- The Washington Times - Tuesday, September 11, 2001

If there is any bright side to the distressing August unemployment numbers reported Friday by the Department of Labor and last week's cascading stock market, it is that the White House and Congress might soon agree to reduce the capital gains tax as a growth-promoting measure.
The numbers last week were truly dismal. Based on its monthly household survey, the Labor Department reported that "total employment dropped by about 1 million in August," while "the number of unemployed persons increased by more than half a million to nearly 7 million in August." Another 400,000 persons simply left the labor force, hardly an indication of confidence in the economy. The unemployment rate sharply jumped from 4.5 percent to 4.9 percent in August. As for the U.S. stock market, the broad-based S&P; 500 stock index dropped by 7 percent last week. The S&P; 500 has dropped 18 percent since the first of the year, despite the fact that the Fed has been aggressively reducing short-term interest rates over the same period. Historically, the U.S. stock market has acted as a leading indicator, beginning its rise months before a lagging economy turns around. If the past is any guide, insofar as the near term is concerned, there doesn't appear to be much light at the end of the economy's dark tunnel.

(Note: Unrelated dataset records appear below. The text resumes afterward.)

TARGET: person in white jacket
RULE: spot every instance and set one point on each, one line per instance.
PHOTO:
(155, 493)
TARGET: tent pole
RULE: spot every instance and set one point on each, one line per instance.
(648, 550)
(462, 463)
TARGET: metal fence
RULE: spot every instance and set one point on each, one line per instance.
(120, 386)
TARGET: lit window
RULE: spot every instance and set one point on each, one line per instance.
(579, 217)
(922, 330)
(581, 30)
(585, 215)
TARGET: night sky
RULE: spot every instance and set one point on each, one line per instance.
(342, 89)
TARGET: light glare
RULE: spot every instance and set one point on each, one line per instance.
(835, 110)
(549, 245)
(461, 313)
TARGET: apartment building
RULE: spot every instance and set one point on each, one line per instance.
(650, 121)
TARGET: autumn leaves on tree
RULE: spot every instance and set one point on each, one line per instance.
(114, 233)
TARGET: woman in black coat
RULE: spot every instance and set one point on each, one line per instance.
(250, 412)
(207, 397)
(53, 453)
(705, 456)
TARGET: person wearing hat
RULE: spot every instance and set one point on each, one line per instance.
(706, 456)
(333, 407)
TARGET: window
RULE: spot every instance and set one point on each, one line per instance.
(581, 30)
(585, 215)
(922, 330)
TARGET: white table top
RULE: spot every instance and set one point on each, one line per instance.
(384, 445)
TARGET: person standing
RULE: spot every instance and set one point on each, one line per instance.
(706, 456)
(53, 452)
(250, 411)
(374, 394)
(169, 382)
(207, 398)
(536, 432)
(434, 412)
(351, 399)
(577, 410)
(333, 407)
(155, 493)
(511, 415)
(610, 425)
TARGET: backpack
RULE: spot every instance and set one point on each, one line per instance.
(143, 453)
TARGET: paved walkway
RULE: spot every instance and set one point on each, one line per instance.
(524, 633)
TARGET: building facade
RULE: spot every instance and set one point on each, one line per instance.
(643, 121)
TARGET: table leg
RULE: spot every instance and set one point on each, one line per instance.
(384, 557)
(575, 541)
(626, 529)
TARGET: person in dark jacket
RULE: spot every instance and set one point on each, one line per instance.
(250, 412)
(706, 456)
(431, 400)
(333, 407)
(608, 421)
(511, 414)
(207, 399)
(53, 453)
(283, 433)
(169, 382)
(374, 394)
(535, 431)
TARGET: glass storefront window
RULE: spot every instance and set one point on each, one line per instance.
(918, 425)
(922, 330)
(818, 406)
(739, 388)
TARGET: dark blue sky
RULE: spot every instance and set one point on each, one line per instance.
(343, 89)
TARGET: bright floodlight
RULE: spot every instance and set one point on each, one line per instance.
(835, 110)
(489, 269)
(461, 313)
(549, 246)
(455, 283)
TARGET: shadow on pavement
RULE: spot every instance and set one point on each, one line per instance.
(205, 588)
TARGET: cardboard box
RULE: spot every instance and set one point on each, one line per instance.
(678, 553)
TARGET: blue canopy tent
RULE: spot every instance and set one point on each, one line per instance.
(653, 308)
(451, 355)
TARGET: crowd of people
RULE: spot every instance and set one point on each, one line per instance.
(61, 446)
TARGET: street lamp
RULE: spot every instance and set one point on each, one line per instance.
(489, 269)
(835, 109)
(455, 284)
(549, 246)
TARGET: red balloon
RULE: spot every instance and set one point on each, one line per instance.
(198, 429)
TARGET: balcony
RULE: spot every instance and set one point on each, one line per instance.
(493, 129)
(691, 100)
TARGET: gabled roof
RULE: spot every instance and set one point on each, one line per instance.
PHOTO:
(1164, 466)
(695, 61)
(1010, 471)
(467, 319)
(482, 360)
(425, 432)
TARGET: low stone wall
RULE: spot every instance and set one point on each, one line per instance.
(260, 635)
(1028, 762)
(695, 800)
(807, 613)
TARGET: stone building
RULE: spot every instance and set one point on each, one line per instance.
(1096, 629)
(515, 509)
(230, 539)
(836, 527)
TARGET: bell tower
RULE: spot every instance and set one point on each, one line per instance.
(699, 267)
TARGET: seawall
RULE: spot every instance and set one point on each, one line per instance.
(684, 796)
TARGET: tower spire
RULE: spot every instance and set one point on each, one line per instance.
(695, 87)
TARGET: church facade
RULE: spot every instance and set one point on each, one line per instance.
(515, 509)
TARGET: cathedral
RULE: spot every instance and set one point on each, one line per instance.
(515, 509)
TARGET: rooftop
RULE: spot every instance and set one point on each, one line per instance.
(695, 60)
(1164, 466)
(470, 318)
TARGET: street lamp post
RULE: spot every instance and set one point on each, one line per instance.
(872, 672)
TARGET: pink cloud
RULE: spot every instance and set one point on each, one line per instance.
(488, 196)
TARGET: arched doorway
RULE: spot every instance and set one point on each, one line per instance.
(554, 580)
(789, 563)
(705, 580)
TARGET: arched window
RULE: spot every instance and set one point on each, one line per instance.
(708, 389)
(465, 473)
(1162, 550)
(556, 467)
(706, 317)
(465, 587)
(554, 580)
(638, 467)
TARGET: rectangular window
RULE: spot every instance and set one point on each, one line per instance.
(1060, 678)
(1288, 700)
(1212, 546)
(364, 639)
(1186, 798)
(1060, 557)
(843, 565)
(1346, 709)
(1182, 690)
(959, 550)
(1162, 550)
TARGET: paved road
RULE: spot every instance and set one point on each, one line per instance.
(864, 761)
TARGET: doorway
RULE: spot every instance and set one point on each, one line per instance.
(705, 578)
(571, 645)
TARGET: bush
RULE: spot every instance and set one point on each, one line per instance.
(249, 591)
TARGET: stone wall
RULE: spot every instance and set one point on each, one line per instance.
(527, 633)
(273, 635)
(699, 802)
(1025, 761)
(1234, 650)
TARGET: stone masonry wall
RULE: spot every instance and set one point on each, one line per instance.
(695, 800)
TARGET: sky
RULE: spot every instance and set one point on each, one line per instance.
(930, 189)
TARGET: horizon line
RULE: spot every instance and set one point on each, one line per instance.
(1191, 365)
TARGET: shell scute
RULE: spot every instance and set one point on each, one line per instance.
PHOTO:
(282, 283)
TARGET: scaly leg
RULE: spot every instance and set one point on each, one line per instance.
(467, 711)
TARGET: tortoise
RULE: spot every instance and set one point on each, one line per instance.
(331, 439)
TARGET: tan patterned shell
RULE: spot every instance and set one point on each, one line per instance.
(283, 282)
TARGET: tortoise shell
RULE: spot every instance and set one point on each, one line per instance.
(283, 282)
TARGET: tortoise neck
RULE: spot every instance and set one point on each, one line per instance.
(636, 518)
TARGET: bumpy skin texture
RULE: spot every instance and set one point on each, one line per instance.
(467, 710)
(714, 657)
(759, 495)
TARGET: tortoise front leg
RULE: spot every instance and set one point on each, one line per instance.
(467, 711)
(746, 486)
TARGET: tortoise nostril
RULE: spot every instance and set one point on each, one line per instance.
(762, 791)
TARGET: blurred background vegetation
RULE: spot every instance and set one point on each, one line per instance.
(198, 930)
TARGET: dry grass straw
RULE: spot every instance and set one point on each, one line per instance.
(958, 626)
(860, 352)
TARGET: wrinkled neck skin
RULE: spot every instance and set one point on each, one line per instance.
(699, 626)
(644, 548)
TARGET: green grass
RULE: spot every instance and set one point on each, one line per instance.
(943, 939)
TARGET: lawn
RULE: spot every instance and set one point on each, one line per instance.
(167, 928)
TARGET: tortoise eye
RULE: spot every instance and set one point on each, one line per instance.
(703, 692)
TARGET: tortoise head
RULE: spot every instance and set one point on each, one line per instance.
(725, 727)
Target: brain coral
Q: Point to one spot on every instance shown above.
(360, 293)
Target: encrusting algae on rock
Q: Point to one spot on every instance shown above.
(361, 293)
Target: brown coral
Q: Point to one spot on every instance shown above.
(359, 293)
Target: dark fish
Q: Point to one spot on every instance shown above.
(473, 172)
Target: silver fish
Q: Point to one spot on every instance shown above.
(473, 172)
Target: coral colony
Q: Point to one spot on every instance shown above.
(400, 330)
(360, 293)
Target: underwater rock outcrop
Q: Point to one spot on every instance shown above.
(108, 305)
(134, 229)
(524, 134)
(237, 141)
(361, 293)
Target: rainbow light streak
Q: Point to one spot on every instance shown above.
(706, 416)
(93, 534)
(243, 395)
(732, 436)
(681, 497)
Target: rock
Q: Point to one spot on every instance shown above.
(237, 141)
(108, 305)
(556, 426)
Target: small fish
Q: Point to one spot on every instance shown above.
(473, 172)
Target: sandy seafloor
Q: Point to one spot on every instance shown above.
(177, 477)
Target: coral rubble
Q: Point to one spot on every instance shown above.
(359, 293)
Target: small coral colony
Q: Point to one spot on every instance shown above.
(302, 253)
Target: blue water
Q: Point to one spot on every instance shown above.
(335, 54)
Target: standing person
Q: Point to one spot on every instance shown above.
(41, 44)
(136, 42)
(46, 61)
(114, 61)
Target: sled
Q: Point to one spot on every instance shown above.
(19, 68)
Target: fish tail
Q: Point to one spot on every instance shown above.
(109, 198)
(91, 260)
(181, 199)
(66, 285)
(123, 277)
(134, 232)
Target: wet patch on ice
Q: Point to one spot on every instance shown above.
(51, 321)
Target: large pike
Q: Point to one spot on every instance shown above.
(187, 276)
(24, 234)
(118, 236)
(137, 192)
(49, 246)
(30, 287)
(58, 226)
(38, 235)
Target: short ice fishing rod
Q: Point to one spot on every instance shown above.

Clearly, while the Fed's rate cuts and the well-timed tax relief rebate checks will positively affect the economy, more needs to be done now. A reduction in the capital gains tax from a top rate of 20 percent to 15 percent, as the congressional Republican leadership is proposing, is a particularly good idea for three important reasons. First, since the early 1960s, every time Congress and the White House have cut the capital gains tax rate which is applied to the profits earned on the sale of assets such as stocks, bonds and real estate total capital gains tax revenues have increased. Second, reducing the capital gains tax rate encourages investors to reallocate their capital to those economic sectors that promise the most growth. Third, a lower capital gains tax makes investments in stocks more attractive than they otherwise would be, thus acting as a brake on the stock market's slide.
While Republican Senate Minority Leader Trent Lott and House Majority Leader Dennis Hastert are taking the lead in reducing the capital gains rate, the idea has bipartisan appeal. Indeed, in May, as the Senate considered tax relief legislation, seven Democratic senators Joe Lieberman, Charles Schumer, Robert Torricelli, Ron Wyden, Evan Bayh, Zell Miller and Max Cleland actually voted for an amendment sponsored by Republican Judd Gregg to reduce the top capital gains rate from 20 percent to 15 percent. Other Democrats, including Max Baucus, Dianne Feinstein and Ben Nelson, have also looked favorably upon such a reduction, as has John Kerry recently.
President Bush, who did not immediately embrace Mr. Lott's proposal when it was made at the White House the day after Labor Day, indicated he might have second thoughts Friday afternoon, following the unemployment report and the stock market slide. The president can demonstrate his concern by endorsing the bipartisan, growth-promoting policy of reducing the capital gains tax.